Bu karşılıklı destek anlaşması asıl Türkiye açısından ciddi bir diplomatik başarı. Zira Yunanistan Batı grubundan 2 münhal pozisyon için mevcut 2 adaydan biriydi. Yani zaten çok büyük ihtimalle 2 yıllığına BMGK'ya zaten seçilecek.
Ama karşılığında Türkiye'nin adayının IMO Genel Sekreteri seçilme şansı çok arttı. IMO, Ege sorunları açısından kritik bir uluslararası örgüt. Bakalım Yunanistan kamuoyu böylesi önemli bir uluslararası kuruluşta hükümetlerinin Türkiye'ye verdiği desteğe nasıl tepki gösterecek?
Bu gelişmeler Türkiye ile Yunanistan arasında asıl olması gereken konjonktüre kavuştuğumuza işaret ediyor. Aramızdaki sorunları çözmek kolay değil. Çok uzun yıllardır devam ediyor. İki ülke de temel yaklaşımlarından geri atmayacak.

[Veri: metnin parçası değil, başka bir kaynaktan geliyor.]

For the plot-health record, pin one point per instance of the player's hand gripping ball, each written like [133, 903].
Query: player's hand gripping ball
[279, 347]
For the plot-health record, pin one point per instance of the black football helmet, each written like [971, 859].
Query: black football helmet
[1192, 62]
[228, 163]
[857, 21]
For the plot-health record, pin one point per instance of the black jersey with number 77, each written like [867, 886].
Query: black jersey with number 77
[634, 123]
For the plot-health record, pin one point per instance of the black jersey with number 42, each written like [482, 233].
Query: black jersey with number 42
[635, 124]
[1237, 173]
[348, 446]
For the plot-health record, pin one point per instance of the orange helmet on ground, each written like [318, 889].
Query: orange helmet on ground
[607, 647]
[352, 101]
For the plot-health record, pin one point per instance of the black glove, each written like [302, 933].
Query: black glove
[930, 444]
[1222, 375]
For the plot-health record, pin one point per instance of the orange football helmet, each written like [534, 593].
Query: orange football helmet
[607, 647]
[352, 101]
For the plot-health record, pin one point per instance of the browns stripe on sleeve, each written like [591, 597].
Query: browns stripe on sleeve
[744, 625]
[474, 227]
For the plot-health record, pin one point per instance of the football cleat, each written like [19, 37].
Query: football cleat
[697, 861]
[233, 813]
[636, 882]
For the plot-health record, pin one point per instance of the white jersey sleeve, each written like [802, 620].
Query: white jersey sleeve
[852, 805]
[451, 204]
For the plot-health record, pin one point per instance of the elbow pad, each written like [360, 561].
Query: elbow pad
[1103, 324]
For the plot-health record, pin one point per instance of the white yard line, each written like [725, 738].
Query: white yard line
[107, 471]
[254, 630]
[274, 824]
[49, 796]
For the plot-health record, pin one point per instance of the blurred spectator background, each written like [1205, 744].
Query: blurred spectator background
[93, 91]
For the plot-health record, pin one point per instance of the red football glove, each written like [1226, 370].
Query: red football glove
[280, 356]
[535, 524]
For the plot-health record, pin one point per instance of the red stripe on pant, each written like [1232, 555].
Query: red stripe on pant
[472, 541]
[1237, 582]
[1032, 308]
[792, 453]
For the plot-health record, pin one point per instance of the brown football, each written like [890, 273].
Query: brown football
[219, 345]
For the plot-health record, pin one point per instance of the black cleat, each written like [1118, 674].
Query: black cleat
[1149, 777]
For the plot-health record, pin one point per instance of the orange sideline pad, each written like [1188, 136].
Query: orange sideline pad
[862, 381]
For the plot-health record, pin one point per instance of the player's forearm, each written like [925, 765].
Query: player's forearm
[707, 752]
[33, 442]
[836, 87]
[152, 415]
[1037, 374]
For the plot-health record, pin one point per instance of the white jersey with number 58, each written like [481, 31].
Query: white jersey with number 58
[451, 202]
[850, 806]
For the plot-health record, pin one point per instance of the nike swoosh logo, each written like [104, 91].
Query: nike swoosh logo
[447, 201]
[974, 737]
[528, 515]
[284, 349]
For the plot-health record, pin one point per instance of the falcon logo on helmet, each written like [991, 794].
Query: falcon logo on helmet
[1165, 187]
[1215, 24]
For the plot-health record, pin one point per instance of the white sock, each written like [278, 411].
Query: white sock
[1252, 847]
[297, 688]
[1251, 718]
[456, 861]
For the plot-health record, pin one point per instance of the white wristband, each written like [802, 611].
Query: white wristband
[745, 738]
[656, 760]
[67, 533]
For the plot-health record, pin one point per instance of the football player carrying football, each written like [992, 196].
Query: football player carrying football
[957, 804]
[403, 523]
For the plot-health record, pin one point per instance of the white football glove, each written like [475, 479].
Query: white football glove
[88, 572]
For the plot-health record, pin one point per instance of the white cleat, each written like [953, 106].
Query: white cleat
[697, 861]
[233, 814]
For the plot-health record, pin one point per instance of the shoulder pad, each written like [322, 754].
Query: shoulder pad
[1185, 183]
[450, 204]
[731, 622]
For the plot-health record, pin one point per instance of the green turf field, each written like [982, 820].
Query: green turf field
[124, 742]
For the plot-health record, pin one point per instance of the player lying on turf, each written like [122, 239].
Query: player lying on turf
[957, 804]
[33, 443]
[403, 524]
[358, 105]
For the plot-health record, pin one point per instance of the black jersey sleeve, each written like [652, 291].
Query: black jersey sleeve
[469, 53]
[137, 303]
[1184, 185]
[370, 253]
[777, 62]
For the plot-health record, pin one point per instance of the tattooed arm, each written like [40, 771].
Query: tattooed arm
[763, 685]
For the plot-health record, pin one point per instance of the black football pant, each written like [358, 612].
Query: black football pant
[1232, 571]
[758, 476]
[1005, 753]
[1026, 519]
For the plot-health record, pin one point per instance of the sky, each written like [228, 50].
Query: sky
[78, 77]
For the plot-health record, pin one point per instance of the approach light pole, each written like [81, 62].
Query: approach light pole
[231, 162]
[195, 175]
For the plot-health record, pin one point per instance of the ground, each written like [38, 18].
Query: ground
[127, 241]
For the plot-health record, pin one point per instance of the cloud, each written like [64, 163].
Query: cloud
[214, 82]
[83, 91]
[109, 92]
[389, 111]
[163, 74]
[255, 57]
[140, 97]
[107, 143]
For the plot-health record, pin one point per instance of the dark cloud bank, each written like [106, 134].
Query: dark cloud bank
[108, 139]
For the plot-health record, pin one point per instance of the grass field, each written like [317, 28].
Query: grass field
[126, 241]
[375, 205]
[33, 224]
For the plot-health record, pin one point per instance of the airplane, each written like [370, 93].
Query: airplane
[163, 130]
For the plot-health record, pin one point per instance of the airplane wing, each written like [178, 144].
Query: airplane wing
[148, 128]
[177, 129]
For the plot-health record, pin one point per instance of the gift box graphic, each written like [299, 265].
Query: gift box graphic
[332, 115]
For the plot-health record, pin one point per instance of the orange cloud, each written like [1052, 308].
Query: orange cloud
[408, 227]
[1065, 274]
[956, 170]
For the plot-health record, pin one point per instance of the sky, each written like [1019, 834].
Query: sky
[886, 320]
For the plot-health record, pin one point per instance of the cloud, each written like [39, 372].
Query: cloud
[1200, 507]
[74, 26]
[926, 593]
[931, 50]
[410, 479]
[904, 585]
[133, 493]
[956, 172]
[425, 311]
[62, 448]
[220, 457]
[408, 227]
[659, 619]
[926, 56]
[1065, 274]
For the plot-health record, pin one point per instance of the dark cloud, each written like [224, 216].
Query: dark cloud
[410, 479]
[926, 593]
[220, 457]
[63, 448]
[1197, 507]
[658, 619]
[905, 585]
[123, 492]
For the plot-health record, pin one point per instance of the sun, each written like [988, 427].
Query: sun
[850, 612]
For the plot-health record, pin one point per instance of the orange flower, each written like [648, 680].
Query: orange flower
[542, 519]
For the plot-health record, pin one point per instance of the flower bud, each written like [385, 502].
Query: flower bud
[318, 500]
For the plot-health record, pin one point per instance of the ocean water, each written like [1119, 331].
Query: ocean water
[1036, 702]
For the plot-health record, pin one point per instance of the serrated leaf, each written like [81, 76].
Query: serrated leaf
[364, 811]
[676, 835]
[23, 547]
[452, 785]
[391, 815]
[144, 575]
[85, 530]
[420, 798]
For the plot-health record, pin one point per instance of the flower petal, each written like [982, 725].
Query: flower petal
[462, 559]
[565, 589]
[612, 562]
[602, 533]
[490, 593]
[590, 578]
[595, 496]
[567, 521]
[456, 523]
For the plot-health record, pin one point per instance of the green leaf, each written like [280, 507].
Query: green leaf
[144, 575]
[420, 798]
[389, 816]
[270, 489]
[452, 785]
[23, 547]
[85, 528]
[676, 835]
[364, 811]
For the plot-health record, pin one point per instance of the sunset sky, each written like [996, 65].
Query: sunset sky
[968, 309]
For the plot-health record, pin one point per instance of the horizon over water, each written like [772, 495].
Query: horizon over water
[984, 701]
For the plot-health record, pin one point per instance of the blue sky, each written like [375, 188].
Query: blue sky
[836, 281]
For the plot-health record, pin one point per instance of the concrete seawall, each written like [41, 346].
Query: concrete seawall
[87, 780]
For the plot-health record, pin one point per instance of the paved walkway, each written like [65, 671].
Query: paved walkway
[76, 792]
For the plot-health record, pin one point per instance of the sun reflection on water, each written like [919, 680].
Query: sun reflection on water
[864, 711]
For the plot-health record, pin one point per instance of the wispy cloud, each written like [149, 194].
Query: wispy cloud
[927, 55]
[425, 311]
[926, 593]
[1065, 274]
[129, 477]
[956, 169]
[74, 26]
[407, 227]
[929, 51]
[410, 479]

Ama çözümsüzlüğü, her zaman gurur duyduğumuz ve duymaya devam edeceğimiz devlet geleneğimizin ışığında diplomasiyi önceleyerek ve diplomasiye alan bırakarak idare etmek lazım. Aksi halde haklı olunan yerde haksız duruma düşme riski var."